Hi,
Alexander Malysh wrote:
Hi,
Am 20.07.2006, 12:48 Uhr, schrieb Peter Christensen <[EMAIL PROTECTED]>:
Hi Alex,
Awesome initiative! I've been hoping for this to happen for quite a
Thanks!
while. There are a few issues though:
1. In the gwlib/latin1_to_gsm.h, <SP> (space) is replaced with <ESC>
(0x1B), and <ESC> is mapped to NRP instead of just <ESC>. (If you
follow me)
ok, here was a typo, changed <SP> to 0x20 but <ESC> should be NRP
because it's non representable in GSM.
I see your point. Assuming that kannel is updated if and when the GSM
charset is extended further in the future, the <ESC> really should be
NRP, but then again, I've experienced a few gateways which required you
to transmit the escape sign yourself for some reason... They probably
used iso-8559-1 charset and I needed € or whatever, and in such cases
the charset_utf8_to_gsm wouldn't be called anyway. My thought was
primarily in case the GSM charset was changed further. (In short, I can
live without the <ESC> :D)
2. For some odd reason, smsbox trims the message to 160 characters,
while it is in utf-8 format... My usual charset test message which
contains all GSM characters except the Greek ones (wasn't possible
before now), looks like this:
Test: @£$¥èéùìòÇ
Øø
Åå_ÆæßÉ
!"#¤%&'()*+,-./0123456789:;<=>?¡ABCDEFGHIJKLMNOPQRSTUVWXYZÄÖÑܧ¿abcdefghijklmnopqrstuvwxyzäöñüà^{}\[~]|€
Which in UTF-8 takes up 163 octets, but only 141 septets in GSM. When
transmitting, the € is omitted, and judging from a ngrep of data
transfered from smsbox to bearerbox, it is smsbox which does the
trimming. For the record, the string is exactly 160 octets long when €
is omitted.
Apparently it uses the size of the GSM string to determine when to
split, but the trimming/splitting is done on the UTF-8 string.
Obviously it is sms_split, which is to blame, but why is this function
used at all if splitting is done in bearerbox (according to comments
in source) - this problem is probably not directly related to the
utf-8 patch.
hmm, strange... I will look in smsbox code if you don't beat me ;)
The smsbox check max allowed messages from config and try to split
message sms_split. If there more as allowed smsbox send only allowed count.
Heh, beating you probably wouldn't solve anything :o)

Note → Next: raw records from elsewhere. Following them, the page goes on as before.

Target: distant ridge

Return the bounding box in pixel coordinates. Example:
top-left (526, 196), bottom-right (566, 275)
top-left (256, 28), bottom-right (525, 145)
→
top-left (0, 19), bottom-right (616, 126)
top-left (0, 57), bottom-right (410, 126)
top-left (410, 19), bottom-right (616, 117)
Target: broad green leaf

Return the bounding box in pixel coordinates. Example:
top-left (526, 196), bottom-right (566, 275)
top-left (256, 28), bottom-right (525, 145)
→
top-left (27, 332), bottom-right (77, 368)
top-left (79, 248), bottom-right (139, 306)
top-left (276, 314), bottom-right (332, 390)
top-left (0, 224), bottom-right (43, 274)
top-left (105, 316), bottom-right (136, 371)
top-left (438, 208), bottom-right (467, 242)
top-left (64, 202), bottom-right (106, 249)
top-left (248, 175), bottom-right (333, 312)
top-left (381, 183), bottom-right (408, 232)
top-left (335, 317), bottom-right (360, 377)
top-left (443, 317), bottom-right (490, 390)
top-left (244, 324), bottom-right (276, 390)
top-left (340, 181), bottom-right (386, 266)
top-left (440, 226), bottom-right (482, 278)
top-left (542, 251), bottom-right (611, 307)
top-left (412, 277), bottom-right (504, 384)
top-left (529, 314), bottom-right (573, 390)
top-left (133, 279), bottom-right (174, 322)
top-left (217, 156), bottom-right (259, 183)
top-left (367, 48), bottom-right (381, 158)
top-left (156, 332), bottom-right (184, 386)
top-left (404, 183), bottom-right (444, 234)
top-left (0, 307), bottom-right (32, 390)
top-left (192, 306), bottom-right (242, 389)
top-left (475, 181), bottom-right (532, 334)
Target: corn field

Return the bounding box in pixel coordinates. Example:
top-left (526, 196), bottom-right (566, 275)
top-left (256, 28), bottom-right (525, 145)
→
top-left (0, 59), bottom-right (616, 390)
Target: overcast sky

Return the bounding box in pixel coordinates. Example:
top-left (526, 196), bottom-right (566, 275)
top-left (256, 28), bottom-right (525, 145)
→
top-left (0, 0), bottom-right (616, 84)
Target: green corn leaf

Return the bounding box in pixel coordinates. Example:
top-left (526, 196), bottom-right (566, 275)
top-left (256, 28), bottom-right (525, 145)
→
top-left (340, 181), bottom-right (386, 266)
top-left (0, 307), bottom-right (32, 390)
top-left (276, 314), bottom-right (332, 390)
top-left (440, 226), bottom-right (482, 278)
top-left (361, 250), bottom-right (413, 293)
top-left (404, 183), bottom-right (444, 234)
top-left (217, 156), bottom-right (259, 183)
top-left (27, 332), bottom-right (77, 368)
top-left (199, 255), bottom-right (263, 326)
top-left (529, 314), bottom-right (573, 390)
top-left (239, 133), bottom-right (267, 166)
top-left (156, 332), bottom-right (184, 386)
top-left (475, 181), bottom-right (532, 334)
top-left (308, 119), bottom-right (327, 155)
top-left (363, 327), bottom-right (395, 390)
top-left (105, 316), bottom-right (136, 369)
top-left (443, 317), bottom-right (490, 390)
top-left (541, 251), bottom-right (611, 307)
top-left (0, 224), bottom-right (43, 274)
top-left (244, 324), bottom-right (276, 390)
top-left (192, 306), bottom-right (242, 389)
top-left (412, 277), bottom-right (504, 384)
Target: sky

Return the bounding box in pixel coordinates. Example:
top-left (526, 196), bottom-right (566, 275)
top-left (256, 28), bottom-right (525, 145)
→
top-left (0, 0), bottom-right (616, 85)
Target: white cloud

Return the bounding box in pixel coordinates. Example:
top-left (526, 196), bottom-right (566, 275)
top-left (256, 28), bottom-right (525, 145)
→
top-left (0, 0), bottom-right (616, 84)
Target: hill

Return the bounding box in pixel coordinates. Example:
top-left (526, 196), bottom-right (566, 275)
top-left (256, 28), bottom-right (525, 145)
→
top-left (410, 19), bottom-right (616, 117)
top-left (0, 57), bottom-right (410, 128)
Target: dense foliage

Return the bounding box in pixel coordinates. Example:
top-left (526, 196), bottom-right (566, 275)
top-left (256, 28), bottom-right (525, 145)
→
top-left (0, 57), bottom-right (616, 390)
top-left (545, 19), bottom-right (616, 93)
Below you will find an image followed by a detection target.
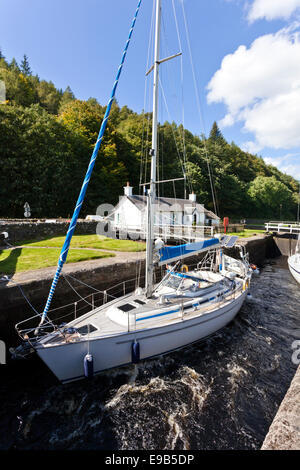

Actually I would have looked at it myself, if it wasn't because it
apparently split the message just to combine the lot again, which seemed
kinda silly.
Med venlig hilsen / Best regards
Peter Christensen
Developer
------------------
Cool Systems ApS
Tel: +45 2888 1600
Mai: [EMAIL PROTECTED]
www: www.coolsystems.dk
Alexander Malysh wrote:
Hi all,
at http://www.kannel.org/~amalysh/kannel-utf8.patch is a not so huge
patch that converts internal kannel charset to UTF-8. Please note
that I didn't add smsbox compatibility code, means smsbox expect text
body to be encoded in UTF-8 as default also MOs will be forwarded in
UTF-8. It could be workarounded with charset cgi variable.
Please test it and send feedback/patches.
I will maintain this patch for a while as long as we don't decide to
commit it to CVS.
--Thanks,
Alex
--Thanks,
Alex